1.To deposit securities of a US resident or US taxpayer are reminded to provide a Transfer Control Number and Holder Account Number that we can reference when providing the cost basis information for the securities being deposited within 15 days of the transfer; OR

 

2.To withdraw securities are reminded to provide the cost basis information if the new securityholder is a US resident or US taxpayer so that we can maintain this information on our records and pass it on as required.

 

If transfer is no change in beneficial ownership, please certify as such, and cost basis will be handled accordingly.

 

 

 

 

EXHIBIT E

 

Tax Matters

 

Backup Withholding Tax

 

Under U.S. federal income tax law, an Exchanging Investor who exchanges Existing Notes generally must provide such Exchanging Investor’s correct taxpayer identification number (“TIN”) on IRS Form W-9 (attached hereto) or otherwise establish a basis for exemption from backup withholding.
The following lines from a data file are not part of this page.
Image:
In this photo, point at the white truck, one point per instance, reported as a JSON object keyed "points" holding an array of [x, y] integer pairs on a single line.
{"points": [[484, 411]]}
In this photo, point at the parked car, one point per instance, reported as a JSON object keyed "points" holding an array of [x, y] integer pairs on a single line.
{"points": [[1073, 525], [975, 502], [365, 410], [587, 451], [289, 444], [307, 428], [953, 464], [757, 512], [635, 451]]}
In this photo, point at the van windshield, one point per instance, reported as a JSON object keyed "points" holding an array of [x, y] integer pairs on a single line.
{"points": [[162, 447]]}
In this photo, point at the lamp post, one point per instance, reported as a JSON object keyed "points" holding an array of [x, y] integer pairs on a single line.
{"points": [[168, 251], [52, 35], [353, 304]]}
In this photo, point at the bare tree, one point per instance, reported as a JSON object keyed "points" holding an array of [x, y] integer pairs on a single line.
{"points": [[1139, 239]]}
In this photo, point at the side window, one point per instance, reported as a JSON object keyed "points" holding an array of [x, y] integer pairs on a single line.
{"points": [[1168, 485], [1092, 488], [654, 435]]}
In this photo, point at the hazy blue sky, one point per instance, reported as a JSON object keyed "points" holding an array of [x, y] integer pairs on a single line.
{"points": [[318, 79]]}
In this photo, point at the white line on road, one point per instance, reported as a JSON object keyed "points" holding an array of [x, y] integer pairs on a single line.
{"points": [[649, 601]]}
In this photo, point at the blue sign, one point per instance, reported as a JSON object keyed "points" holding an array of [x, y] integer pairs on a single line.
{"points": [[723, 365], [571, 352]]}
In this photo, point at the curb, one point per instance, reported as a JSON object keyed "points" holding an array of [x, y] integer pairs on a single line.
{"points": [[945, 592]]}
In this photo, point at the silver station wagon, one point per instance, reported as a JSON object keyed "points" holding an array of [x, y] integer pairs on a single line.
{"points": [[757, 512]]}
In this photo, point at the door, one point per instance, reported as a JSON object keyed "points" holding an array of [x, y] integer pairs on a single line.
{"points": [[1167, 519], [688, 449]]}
A TIN is generally an individual holder’s social security number or an Exchanging Investor’s employer identification number. If the correct TIN is not provided, the Exchanging Investor may be subject to a US$50 penalty imposed by the IRS. In addition, certain payments made to holders may be subject to U.S. backup withholding tax (currently set at 24% of the payment). If an Exchanging Investor is required to provide a TIN but does not have the TIN, the Exchanging Investor should consult its tax advisor regarding how to obtain a TIN. Certain holders are not subject to these backup withholding and reporting requirements. Non-U.S. Holders generally may establish their status as exempt recipients from backup withholding by submitting a properly completed applicable IRS Form W-8 (available from the Company or the IRS at www.irs.gov), signed, under penalties of perjury, attesting to such Exchanging Investor’s exempt foreign status. U.S. backup withholding is not an additional tax. Rather, the U.S. federal income tax liability of persons subject to backup withholding will be reduced by the amount of tax withheld. If withholding results in an overpayment of taxes, a refund may be obtained provided that the required information is timely furnished to the IRS. The Exchanging Investors are urged to consult their tax advisors regarding how to complete the appropriate forms and to determine whether they are exempt from backup withholding or other withholding taxes.

 

Portfolio Interest Exemption (for Exchanging Investors That Are Not U.S. Persons for U.S. Federal Income Tax Purposes)

 

Under U.S. federal income tax law, an Exchanging Investor that exchanges Existing Notes and is otherwise not eligible to provide an IRS Form W-9 must claim an exemption from U.S. withholding tax on payments or deliveries attributable to accrued and unpaid interest. Any Exchanging Investor that claims such an exemption under the so-called “portfolio interest exemption” is hereby deemed to represent and certify (along with the providing the applicable IRS Form W-8BEN or W-8BEN-E). However, if the Exchanging Investor is an intermediary, a foreign partnership or other flow-through entity, then the following adjustments will be made:

 

A.The following representation will be provided as applied to the Exchanging Investor:

 

·record ownership under Clause I.

 

B.The following representations will be provided as applied to the partners, members or beneficial owners claiming the portfolio interest exemption:

 

·beneficial ownership under Clause I,

 

·the status in Clause III, and

 

E-1

 

 

·the status in Clause IV.

 

C.The following representation will be provided as applied to the Exchanging Investor as well as the partners, members:

 

I.It is the sole record and beneficial owner of the Existing Notes in respect of which it is providing this certification.

 

II.It is not a “bank” (within the meaning of Section 881(c)(3)(A) of the Code).

 

III.It is not a “10-percent shareholder” of the Company (within the meaning of Section 881(c)(3)(B) or Section 871(h)(3)(B) of the Code).

 

IV.It is not a “controlled foreign corporation” (as such term is defined in Section 881(c)(3)(C) of the Code) related to the Company (within the meaning of Section 864(d)(4) of the Code).